In development project teams there are often several specialized roles, like programmers, database designers, interaction designers, user researchers, business analysts and so on. Studies has shown that the more these different roles collaborate and are aware of the different aspects of the project as a whole as well as what the other project members are doing, the more successful the project is.

In Joseph Selbie article Bringing Holistic Awareness to Your Design at Boxes and Arrows, he discusses the value of a holistic view. In a best-practice study conducted at Selbie’s company Tristream the following was revealed:

Those teams that achieved the highest degree of shared, holistic understanding consistently designed the best web applications. The more each team member understood the business goals, the user needs, and the capabilities and limitations of the IT environment—a holistic view—the more successful the project. In contrast, the more each team member was “siloed” into knowing just their piece of the whole, the less successful the project.
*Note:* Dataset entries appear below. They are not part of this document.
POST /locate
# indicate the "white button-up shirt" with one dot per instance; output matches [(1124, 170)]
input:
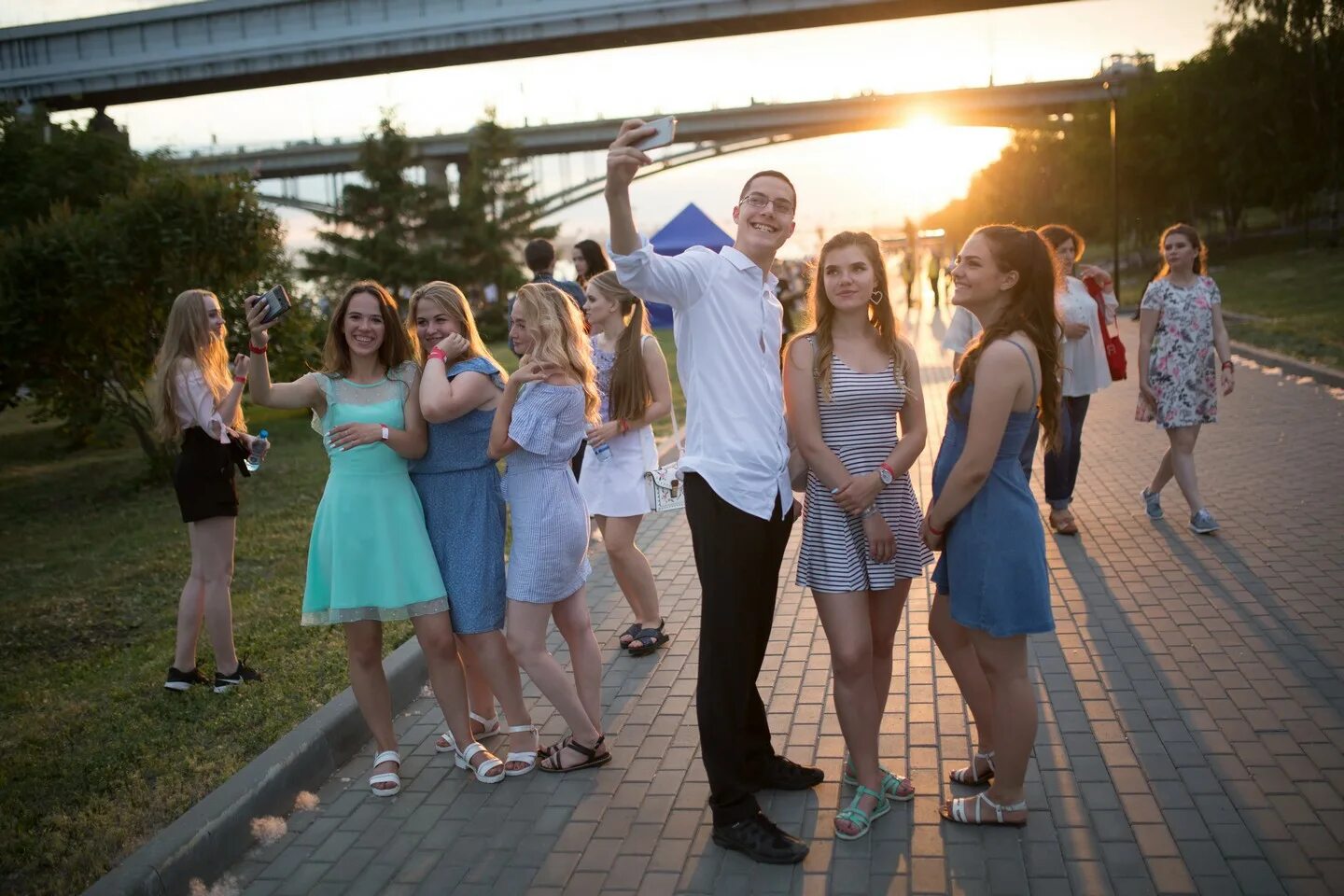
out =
[(727, 326)]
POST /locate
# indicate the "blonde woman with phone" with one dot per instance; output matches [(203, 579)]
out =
[(199, 400)]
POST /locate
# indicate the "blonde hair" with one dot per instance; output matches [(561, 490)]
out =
[(558, 329), (187, 342), (451, 300), (631, 394)]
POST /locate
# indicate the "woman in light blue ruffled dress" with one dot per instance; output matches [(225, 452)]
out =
[(370, 558)]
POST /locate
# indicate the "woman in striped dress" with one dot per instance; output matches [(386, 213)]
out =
[(847, 382)]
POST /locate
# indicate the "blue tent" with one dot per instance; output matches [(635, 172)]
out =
[(690, 227)]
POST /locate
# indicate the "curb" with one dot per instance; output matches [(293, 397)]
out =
[(1295, 366), (211, 835)]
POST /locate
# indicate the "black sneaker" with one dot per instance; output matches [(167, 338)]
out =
[(241, 675), (785, 774), (760, 840), (179, 679)]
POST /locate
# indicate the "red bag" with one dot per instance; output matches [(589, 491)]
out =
[(1114, 348)]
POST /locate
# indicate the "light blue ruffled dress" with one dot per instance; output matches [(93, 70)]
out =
[(549, 556), (458, 486), (993, 559), (369, 556)]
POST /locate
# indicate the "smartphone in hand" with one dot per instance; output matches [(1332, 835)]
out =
[(665, 132), (275, 302)]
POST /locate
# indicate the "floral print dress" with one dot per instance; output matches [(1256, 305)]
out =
[(1181, 367)]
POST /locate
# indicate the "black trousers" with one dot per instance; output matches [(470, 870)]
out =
[(736, 556)]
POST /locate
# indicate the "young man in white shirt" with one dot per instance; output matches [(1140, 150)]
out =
[(738, 500)]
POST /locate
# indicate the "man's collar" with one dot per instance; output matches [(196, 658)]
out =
[(742, 262)]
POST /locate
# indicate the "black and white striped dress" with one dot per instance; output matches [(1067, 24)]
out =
[(859, 425)]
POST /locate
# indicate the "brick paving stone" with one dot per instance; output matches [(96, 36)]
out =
[(1191, 711)]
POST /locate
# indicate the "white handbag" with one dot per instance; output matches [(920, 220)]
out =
[(663, 483)]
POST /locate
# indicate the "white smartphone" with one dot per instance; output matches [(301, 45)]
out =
[(665, 131)]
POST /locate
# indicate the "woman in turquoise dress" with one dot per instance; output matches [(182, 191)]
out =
[(369, 558), (464, 511), (992, 581)]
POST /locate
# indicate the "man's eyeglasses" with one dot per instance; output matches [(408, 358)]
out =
[(761, 201)]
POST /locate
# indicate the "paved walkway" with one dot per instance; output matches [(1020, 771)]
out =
[(1191, 735)]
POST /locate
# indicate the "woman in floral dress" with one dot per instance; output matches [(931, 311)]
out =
[(1181, 328)]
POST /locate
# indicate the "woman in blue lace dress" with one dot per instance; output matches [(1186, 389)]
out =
[(464, 511), (542, 416), (992, 583), (369, 558)]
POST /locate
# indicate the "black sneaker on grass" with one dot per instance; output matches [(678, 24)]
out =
[(234, 679), (179, 679)]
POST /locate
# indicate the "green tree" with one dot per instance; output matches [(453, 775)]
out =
[(85, 293)]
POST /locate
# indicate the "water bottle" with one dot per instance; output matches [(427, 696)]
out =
[(601, 452), (259, 446)]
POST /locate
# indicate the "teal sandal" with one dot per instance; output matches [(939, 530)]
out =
[(891, 783), (858, 817)]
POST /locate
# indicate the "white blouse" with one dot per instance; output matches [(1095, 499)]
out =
[(195, 403), (1085, 359)]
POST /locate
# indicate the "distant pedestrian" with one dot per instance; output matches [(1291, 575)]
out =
[(589, 260), (992, 584), (1181, 330), (198, 399), (1085, 370), (847, 385)]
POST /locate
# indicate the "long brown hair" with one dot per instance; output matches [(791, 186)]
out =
[(880, 315), (451, 300), (631, 391), (561, 340), (1031, 309), (398, 345), (1200, 263), (187, 342)]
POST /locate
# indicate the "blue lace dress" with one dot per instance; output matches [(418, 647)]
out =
[(549, 556), (458, 486)]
The conclusion from this is that each member of a project team, should at some level, be involved in the user research process. There should also be lots of information sharing between team members, preferably through participation and by oral presentations and discussions of results.

The dangers of siloing in

Joseph Selbie also writes:

The members of the teams that performed less well not only tended not to understand the application as a whole, they saw no need to understand it as a whole: programmers did not care to know about users, user researchers did not care to know about programming limitations, and stakeholders were uninvolved and were considered “clueless” by the rest of the development team.

This was a surprisingly common situation in many project teams, but one that clearly should be avoided.